Re: [PATCH 5.5 111/176] KVM: nVMX: Emulate MTF when performing instruction emulation

From: Paolo Bonzini
Date: Wed Mar 04 2020 - 02:23:29 EST


On 03/03/20 18:42, Greg Kroah-Hartman wrote:
> From: Oliver Upton <oupton@xxxxxxxxxx>
>
> commit 5ef8acbdd687c9d72582e2c05c0b9756efb37863 upstream.
>
> Since commit 5f3d45e7f282 ("kvm/x86: add support for
> MONITOR_TRAP_FLAG"), KVM has allowed an L1 guest to use the monitor trap
> flag processor-based execution control for its L2 guest. KVM simply
> forwards any MTF VM-exits to the L1 guest, which works for normal
> instruction execution.
>
> However, when KVM needs to emulate an instruction on the behalf of an L2
> guest, the monitor trap flag is not emulated.

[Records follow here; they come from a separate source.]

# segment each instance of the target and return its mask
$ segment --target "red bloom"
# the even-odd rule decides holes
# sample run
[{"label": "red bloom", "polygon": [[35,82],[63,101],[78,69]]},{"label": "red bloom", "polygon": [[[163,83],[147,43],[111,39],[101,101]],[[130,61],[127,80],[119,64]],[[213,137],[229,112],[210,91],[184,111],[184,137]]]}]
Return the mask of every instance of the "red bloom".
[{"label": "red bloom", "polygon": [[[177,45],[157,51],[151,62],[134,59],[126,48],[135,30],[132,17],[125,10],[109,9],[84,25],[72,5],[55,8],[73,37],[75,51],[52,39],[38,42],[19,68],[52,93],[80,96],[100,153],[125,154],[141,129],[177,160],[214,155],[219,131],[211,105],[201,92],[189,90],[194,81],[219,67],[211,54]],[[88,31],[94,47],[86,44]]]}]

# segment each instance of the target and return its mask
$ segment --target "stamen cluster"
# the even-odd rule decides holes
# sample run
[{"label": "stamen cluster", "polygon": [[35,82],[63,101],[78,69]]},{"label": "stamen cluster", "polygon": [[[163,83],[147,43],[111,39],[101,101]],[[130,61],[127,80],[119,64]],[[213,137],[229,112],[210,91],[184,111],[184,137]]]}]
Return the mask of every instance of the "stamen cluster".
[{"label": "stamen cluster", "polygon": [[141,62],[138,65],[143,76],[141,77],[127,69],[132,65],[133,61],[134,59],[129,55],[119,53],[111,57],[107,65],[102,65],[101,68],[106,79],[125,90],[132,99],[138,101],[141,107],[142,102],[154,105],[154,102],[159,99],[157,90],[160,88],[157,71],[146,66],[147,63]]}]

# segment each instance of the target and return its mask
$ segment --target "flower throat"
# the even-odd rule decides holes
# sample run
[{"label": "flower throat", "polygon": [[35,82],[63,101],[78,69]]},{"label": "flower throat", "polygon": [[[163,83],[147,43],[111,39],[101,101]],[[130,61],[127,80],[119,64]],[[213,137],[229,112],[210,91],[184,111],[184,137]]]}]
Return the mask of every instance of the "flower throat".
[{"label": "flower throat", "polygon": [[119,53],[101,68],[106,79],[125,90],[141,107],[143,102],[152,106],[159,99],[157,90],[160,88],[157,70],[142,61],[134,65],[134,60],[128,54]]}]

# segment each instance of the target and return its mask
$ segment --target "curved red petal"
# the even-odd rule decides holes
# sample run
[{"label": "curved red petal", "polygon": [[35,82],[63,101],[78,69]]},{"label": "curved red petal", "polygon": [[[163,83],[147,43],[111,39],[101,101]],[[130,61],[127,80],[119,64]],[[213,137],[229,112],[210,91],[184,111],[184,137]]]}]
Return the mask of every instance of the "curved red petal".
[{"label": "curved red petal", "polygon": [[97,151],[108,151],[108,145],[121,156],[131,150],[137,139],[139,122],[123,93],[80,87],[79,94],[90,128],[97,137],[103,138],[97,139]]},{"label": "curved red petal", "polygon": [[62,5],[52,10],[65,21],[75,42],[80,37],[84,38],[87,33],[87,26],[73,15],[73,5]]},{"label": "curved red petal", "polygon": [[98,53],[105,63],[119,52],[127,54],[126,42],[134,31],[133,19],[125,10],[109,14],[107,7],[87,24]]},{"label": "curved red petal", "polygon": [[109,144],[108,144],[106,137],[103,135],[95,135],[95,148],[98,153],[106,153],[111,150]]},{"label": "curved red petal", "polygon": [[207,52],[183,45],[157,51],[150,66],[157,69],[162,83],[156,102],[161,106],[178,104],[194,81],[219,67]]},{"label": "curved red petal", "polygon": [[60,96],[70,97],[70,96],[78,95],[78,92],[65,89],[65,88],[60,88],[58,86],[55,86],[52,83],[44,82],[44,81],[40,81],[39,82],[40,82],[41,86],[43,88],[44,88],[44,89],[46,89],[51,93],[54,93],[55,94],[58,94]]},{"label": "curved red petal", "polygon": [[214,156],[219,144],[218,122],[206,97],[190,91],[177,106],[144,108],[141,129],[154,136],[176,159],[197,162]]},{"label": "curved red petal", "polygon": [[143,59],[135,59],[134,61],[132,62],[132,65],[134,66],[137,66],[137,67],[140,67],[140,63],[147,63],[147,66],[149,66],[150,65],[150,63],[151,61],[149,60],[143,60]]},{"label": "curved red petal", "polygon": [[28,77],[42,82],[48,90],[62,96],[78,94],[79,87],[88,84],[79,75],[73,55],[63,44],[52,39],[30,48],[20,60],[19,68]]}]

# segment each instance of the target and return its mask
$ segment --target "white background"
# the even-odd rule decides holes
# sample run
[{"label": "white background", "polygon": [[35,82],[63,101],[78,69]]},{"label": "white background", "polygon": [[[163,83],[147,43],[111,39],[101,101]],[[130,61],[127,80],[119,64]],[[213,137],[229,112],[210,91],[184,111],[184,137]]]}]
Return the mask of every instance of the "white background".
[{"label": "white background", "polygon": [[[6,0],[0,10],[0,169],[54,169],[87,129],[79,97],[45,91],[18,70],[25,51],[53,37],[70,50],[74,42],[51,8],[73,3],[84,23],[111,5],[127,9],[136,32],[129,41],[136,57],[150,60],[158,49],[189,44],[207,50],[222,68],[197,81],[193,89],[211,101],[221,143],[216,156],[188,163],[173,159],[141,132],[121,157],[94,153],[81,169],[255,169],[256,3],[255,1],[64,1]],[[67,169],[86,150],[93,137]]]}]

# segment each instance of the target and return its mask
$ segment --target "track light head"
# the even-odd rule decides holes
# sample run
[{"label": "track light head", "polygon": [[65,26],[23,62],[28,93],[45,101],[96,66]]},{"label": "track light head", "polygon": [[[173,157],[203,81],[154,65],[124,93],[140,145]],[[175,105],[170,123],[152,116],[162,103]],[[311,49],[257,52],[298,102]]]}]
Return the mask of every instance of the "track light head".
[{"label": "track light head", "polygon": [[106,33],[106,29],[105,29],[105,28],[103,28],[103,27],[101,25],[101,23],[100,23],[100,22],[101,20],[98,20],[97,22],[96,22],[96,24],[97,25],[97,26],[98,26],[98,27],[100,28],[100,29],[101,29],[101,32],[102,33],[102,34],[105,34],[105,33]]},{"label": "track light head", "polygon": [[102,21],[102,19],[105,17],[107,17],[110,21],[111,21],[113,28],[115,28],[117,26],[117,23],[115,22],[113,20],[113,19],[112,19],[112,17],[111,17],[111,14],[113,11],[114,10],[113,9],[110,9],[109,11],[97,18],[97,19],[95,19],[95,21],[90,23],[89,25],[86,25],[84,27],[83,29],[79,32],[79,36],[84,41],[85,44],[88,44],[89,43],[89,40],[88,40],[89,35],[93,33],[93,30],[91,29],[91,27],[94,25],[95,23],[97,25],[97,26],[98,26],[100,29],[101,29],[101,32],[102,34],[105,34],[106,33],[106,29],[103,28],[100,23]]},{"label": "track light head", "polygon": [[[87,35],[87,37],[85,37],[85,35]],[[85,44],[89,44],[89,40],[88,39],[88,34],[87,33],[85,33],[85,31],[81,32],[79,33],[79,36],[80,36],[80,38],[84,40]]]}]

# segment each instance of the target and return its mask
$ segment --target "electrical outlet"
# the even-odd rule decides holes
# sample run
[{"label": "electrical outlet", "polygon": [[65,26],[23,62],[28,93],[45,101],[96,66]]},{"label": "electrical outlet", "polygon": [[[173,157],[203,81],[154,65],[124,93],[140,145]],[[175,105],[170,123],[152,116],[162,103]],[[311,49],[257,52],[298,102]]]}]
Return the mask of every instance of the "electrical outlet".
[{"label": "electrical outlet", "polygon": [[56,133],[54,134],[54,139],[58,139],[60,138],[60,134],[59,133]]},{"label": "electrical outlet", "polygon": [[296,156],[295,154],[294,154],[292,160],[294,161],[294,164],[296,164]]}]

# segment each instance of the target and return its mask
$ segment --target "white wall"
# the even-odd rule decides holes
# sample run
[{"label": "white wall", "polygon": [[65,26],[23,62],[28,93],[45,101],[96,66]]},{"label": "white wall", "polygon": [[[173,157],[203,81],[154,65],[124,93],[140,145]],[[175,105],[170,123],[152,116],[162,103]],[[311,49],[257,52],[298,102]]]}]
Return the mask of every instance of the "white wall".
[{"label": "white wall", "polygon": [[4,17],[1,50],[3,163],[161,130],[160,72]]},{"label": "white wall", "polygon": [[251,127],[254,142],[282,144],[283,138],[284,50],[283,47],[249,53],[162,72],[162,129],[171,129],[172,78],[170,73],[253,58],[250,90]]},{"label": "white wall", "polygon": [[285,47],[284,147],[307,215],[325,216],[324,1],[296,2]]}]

Add the necessary logic to
> kvm_skip_emulated_instruction() to synthesize an MTF VM-exit to L1 upon
> instruction emulation for L2.
>
> Fixes: 5f3d45e7f282 ("kvm/x86: add support for MONITOR_TRAP_FLAG")
> Signed-off-by: Oliver Upton <oupton@xxxxxxxxxx>
> Signed-off-by: Paolo Bonzini <pbonzini@xxxxxxxxxx>
> Signed-off-by: Greg Kroah-Hartman <gregkh@xxxxxxxxxxxxxxxxxxx>

Why is this included in a stable release? It was part of a series of
four patches and the prerequisites as far as I can see are not part of 5.5.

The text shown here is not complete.